Segunda-Feira, 03 de agosto de 2026

Postado às 10h15 | 30 jul 2026 | redação Comércio potiguar movimenta mais de R$ 73 bilhões e ocupa mais de 126 mil pessoas

Crédito da foto: Reprodução Comércio na Coronel Gurgel, centro de Mossoró

Por Edinaldo Moreno / Jornal de Fato

Pesquisa Anual de Comércio (PAC), divulgada pelo Instituto Brasileiro de Geografia e Estatística (IBGE), mostra que as empresas comerciais do Rio Grande do Norte tiveram uma receita bruta de revenda de mercadorias de mais de R$ 73,395 bilhões. A PAC foi publicada nesta quarta-feira (29) e se refere ao ano de 2024.

Deste total, R$ 40,09 bilhões foram provenientes do comércio varejista; R$ 25,16 bilhões, do comércio por atacado; e R$ 8,13 bilhões do comércio de veículos automotores e motocicletas. O levantamento mostra que havia 20.880 unidades locais de empresas comerciais com receita de revenda no estado. Juntas, elas empregavam 126.157 pessoas e tiveram um gasto de R$ 3,490 bilhões com salários, retiradas e outras remunerações. 

De acordo com a PAC, a maior parte das empresas comerciais potiguares estava no segmento varejista, com 15.832 unidades locais (75,8%). Comércio por atacado aparece em segundo lugar, com 2.652 unidades (12,7%), seguido de perto pelo comércio de veículos automotores e motocicletas, com 2.396 (11,5%).

Na definição utilizada pelo IBGE, empresa comercial é “aquela cuja receita bruta provém, predominantemente, da atividade comercial, entendida como compra para revenda, sem transformação significante, de bens novos e usados.” A pesquisa não engloba os serviços de manutenção e reparação de veículos automotores e motocicletas, o comércio ambulante e outros tipos de comércio varejista.

A PAC também apresenta a margem de comercialização, que representa a diferença entre a receita líquida de revenda (maior parcela da receita operacional líquida proveniente da venda de mercadorias) e o custo das mercadorias revendidas. Em 2024, a margem de comercialização das empresas comerciais superou os R$ 15.360 bilhões no Rio Grande do Norte, com o comércio varejista responsável pela maior parte (66,1%), seguido pelo comércio por atacado (24,6%) e pelo comércio de veículos e motocicletas (9,3%).

A Pesquisa Anual de Comércio investiga as características estruturais do segmento empresarial do comércio no Brasil, tendo como unidade de análise as empresas formalmente constituídas cuja principal receita provém da atividade comercial.
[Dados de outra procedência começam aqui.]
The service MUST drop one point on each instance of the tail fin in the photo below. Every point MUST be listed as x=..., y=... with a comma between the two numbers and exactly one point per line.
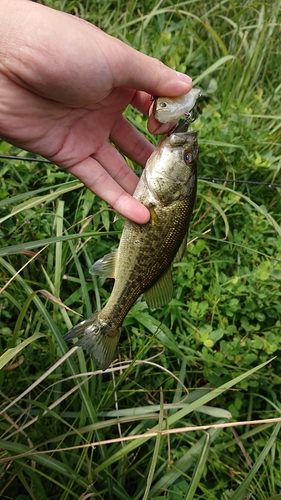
x=97, y=338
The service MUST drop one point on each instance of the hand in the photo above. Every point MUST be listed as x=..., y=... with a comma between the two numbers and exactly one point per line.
x=64, y=86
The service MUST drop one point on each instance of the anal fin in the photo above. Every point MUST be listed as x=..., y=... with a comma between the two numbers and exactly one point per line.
x=161, y=292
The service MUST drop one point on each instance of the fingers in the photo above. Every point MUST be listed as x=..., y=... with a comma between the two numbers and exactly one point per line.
x=110, y=189
x=131, y=142
x=147, y=74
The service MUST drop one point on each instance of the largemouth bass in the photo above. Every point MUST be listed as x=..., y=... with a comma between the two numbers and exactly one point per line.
x=168, y=109
x=143, y=261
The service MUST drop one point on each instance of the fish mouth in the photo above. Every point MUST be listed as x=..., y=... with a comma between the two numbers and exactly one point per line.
x=181, y=128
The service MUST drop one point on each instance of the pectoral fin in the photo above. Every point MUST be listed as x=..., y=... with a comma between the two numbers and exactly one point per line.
x=161, y=293
x=105, y=267
x=181, y=250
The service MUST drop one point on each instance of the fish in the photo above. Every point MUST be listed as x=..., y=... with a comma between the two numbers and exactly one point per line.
x=142, y=264
x=168, y=109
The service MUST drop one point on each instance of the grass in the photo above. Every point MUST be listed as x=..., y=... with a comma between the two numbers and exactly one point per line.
x=209, y=358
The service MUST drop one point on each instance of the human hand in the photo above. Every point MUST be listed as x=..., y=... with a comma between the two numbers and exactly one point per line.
x=64, y=86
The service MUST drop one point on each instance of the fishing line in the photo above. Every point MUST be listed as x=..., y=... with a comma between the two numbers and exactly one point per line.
x=210, y=179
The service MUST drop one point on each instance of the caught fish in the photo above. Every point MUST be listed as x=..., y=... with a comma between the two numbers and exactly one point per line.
x=143, y=261
x=168, y=109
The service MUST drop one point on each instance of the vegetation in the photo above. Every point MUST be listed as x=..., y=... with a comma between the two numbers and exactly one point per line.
x=212, y=356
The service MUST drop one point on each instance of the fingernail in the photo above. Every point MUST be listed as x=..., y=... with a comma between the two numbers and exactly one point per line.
x=184, y=78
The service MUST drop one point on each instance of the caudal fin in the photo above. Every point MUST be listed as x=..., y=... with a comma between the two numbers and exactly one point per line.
x=97, y=338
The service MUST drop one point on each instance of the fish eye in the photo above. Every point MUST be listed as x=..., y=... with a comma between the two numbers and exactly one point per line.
x=188, y=158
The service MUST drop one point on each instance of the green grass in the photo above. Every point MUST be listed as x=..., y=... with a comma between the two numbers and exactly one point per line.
x=212, y=356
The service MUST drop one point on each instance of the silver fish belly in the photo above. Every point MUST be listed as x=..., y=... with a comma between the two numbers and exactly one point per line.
x=143, y=261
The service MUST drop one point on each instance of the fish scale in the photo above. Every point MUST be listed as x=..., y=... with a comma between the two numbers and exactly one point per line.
x=144, y=258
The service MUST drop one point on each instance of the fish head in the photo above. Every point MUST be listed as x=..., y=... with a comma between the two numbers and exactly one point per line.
x=167, y=109
x=171, y=171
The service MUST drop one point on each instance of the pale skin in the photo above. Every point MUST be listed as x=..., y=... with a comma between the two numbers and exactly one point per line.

A PAC levanta informações sobre receitas, margem de comercialização, número de empresas e unidades, pessoal ocupado, gastos com pessoal, despesas diversas, estoques e investimentos em ativos. Com periodicidade anual e cobertura nacional, seus resultados são divulgados para o Brasil, Grandes Regiões e Unidades da Federação.

 

Comércio emprega 10,6 milhões de pessoas e gera R$ 7,7 trilhões no país

Em 2024, 10,6 milhões de pessoas estavam ocupadas em 1,6 milhão de empresas comerciais. No ano, os trabalhadores do setor receberam R$ 369,2 bilhões em salários, retiradas e outras remunerações. As empresas comerciais registraram receita operacional líquida de R$ 7,7 trilhões. As quantias monetárias estão valoradas a preços correntes do período da pesquisa.

O setor varejista respondeu pela maior proporção de empregos do comércio, com 7,6 milhões de trabalhadores. Os demais ocupados distribuíram-se entre o comércio por atacado (2,0 milhões) e o comércio de veículos, peças e motocicletas (950,7 mil).

Os resultados da PAC 2024 mostram que a Região Sudeste manteve a liderança em termos de receita bruta de revenda, número de unidades locais, pessoal ocupado e remunerações, seguida pelas Regiões Sul, Nordeste, Centro-Oeste e Norte. Em 2024, a Região Sudeste respondeu por 48,0% da receita bruta de revenda, seguida pela Região Sul (20,4%), Nordeste (15,1%), Centro-Oeste (11,1%) e Norte (5,4%).

São Paulo permaneceu como a unidade da federação mais representativa em termos de receita bruta comercial, respondendo por 28,7% do Brasil. Minas Gerais aparece em segundo lugar, com 9,9%, seguido por Paraná (7,8%), Santa Catarina (6,3%), Rio Grande do Sul (6,3%) e Rio de Janeiro (5,7%).